How can I go about shortening a string?

for example, if I have this in a string

><>0>2><>0>1><Banners 1>0>0><

How can I shorten it to something more like:

f98sS(*D(#@@&#SD13

3 Answers

3

Either use an existing compression library (zlib, SharpZipLib, …) or implement your own. Depending on your programming experience you could implement the LZ77 and huffman encoding yourself. I’ve once implemented a simple huffman encoding class myself.

Though you have to understand that “too short strings” can be even longer when “compressed”. LZ77 is only efficient when you have long text and there are several longer phrases that repeat. Your example string contains not much of those. Huffman coding on the other hand is very efficient when only a few characters are used and there is a lot “single character repetition”. A huffman encoding requires an entropy tree of some sort. The best compression results are yielded when you create a specialised tree for the data you want to compress. However such a tree need to be stored as well which could result in a larger result. Though if you have a lot of data this usually pays quickly.

Note that a huffman encoding produces binary data which can’t be directly represented as string in any meaningful way as the whole range of ASCII contains many control characters which aren’t printable. If you only want to store the data or send it over a network you can simply use a byte array. However if it need to be represented as printable text you might have to base64 encode the byte array. Base64 encoding however will increase the size of the data (4/3 of the data).

I just cleaned up my old Huffman class and added two special methods to huffman-encode a string into a base64 encoded string. As i said since the resulting size might be larger it first checks if it actually makes sense to compress and only compresses the text when appropriate. For this it places a “mark” ($ or §) at the beginning so the decoding method knows how to handle it.

When the class compresses it’s own source code file, which has a size of 15581 bytes the resulting base64 string is just 11129 bytes.
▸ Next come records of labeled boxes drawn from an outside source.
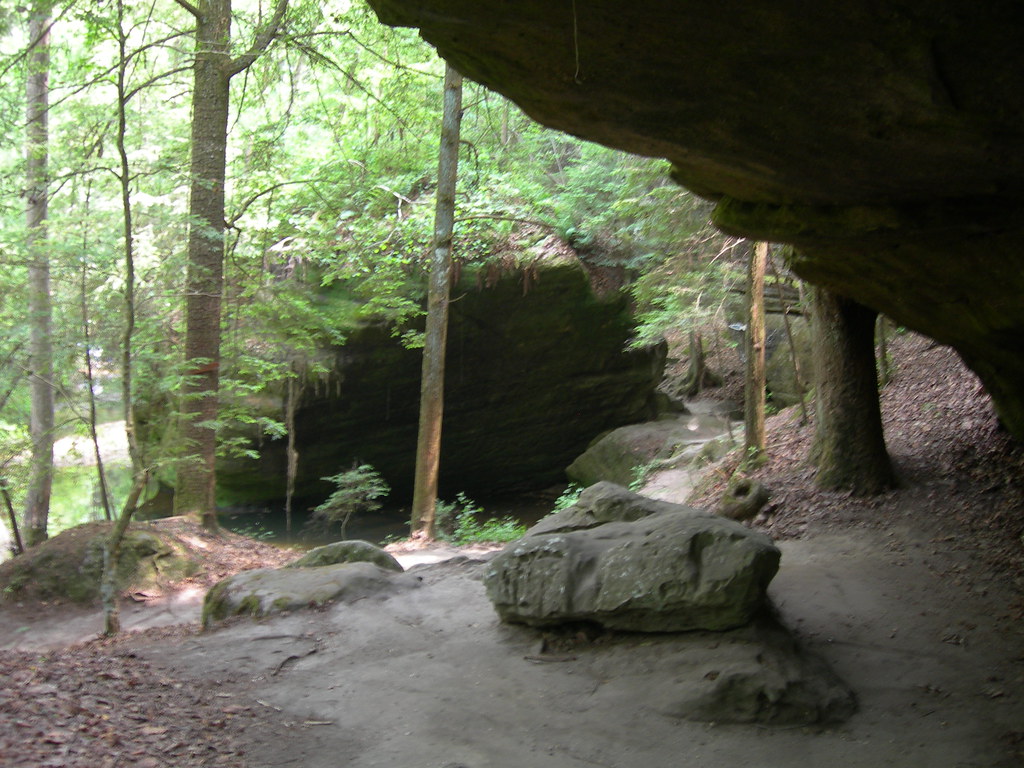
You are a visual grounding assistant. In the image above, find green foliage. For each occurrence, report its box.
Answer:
[434,493,526,546]
[0,0,749,536]
[311,464,391,539]
[552,482,584,512]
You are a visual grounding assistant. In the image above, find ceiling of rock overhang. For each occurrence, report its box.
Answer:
[371,0,1024,210]
[370,0,1024,438]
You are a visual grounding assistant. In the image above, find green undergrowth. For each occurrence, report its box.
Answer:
[436,493,526,546]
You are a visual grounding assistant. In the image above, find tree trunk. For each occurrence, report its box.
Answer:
[25,0,53,546]
[768,251,810,424]
[743,243,768,465]
[80,259,114,521]
[811,288,895,496]
[174,0,288,530]
[412,66,462,540]
[285,364,303,539]
[174,0,231,530]
[99,472,150,637]
[117,0,144,477]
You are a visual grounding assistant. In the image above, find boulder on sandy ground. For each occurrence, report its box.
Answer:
[285,539,404,572]
[658,616,857,726]
[526,480,711,536]
[594,610,857,727]
[483,505,779,632]
[203,562,420,627]
[718,477,771,520]
[565,415,727,485]
[0,522,201,603]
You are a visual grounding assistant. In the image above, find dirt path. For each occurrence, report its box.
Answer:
[112,518,1024,768]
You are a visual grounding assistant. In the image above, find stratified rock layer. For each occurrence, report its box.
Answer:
[218,263,665,505]
[371,0,1024,436]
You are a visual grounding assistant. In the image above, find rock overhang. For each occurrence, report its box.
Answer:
[371,0,1024,436]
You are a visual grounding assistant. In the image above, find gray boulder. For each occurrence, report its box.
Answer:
[565,416,727,485]
[285,539,404,572]
[526,480,710,536]
[484,505,780,632]
[650,615,857,726]
[203,562,420,627]
[588,610,856,727]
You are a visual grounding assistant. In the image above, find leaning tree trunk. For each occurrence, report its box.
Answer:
[174,0,231,529]
[25,0,53,546]
[811,288,895,496]
[412,66,462,540]
[743,243,768,465]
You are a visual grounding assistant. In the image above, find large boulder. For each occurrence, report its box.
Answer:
[526,480,709,537]
[565,415,741,485]
[593,611,857,727]
[370,0,1024,437]
[285,539,404,573]
[203,562,420,627]
[484,495,779,632]
[0,522,202,603]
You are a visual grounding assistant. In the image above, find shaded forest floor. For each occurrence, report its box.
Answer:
[0,335,1024,768]
[690,333,1024,606]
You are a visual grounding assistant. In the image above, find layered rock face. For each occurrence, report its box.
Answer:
[371,0,1024,437]
[218,264,665,504]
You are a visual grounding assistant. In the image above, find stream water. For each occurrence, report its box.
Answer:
[39,403,733,548]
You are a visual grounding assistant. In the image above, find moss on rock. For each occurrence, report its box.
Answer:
[0,522,199,603]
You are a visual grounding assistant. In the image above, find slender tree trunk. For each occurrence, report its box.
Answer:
[80,260,114,520]
[174,0,288,530]
[0,477,25,555]
[285,366,303,539]
[174,0,231,530]
[25,0,53,546]
[99,472,148,637]
[876,314,892,387]
[99,0,150,637]
[117,0,144,478]
[743,243,768,464]
[768,251,810,424]
[412,66,462,540]
[811,288,895,496]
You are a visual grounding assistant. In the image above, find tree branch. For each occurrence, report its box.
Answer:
[174,0,202,18]
[226,0,288,77]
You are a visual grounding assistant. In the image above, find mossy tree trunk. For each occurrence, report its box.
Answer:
[25,0,53,546]
[412,66,462,541]
[743,243,768,464]
[811,288,895,496]
[174,0,288,530]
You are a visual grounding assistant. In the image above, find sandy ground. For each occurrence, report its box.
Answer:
[4,518,1024,768]
[0,333,1024,768]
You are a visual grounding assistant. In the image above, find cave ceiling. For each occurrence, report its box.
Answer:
[370,0,1024,437]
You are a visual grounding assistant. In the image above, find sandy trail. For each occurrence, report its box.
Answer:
[86,528,1024,768]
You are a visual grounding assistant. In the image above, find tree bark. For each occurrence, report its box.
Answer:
[174,0,288,530]
[117,0,144,477]
[25,0,53,546]
[174,0,231,529]
[412,66,462,541]
[743,243,768,464]
[99,472,150,637]
[811,288,895,496]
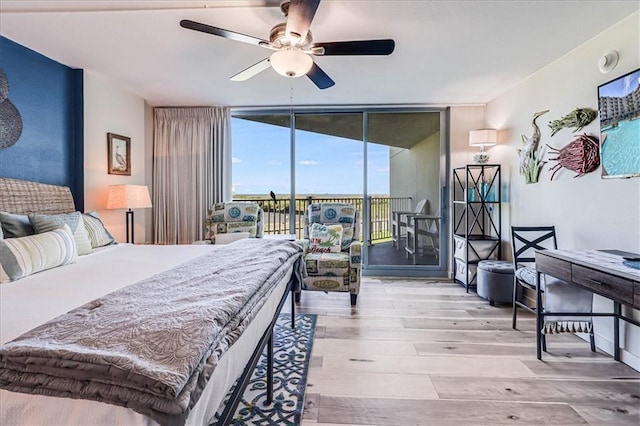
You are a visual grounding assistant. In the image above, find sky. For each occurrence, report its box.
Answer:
[598,70,640,97]
[231,118,389,195]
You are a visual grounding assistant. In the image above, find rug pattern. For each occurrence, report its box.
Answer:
[216,313,316,426]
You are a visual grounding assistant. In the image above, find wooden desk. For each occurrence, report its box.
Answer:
[536,250,640,361]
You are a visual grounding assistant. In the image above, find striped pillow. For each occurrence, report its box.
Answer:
[29,212,91,256]
[82,212,117,248]
[0,224,78,284]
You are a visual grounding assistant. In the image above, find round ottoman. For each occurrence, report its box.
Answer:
[477,260,513,306]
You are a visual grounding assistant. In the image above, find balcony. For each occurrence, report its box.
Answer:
[233,195,411,245]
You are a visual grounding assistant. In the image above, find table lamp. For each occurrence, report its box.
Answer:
[107,185,152,244]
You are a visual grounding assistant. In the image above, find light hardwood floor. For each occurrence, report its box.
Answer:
[297,278,640,426]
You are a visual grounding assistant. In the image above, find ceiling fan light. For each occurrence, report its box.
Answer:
[270,48,313,78]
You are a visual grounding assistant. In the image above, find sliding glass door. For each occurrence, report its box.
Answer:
[232,108,448,276]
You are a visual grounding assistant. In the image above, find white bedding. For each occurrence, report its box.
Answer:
[0,244,290,425]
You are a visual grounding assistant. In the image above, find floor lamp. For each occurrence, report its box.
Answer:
[107,185,152,244]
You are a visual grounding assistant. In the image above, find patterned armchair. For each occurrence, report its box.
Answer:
[205,201,263,243]
[302,203,362,306]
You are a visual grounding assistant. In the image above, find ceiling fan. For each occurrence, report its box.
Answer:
[180,0,395,89]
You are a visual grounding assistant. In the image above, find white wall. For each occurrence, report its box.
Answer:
[484,13,640,369]
[84,70,151,243]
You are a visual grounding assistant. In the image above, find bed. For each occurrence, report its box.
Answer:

Though if encoded to binary data it’s just 8344 bytes.

string x = myString
if (string.Length > maxLength)
{
string y = string.Empty;
for (int i = 0; i < maxLength; i++)
{
y += x*;*
}
}
or
if (x.Contains(“<”)
{
x.Replace(“<”, “”)
}
Also check out [String Formatting Examples][1]
[1]: Pretty Format a Number as File Size in C#, PHP and Delphi | Azulia Designs

There’s plenty of tools to help string manipulation and construction in .NET! You can use String.substring() and String.IndexOf()

string name = "I only want the name inside of the brackets [Tyler]";
string shortName = name.substring(name.IndexOf('['), name.IndexOf(']'));
// shortName = "Tyler"

You can also just shorten a string like this using substring if you don’t want anything particular…

string str = "12345678910";
string short = str.substring(0, 5);
// short = "123456"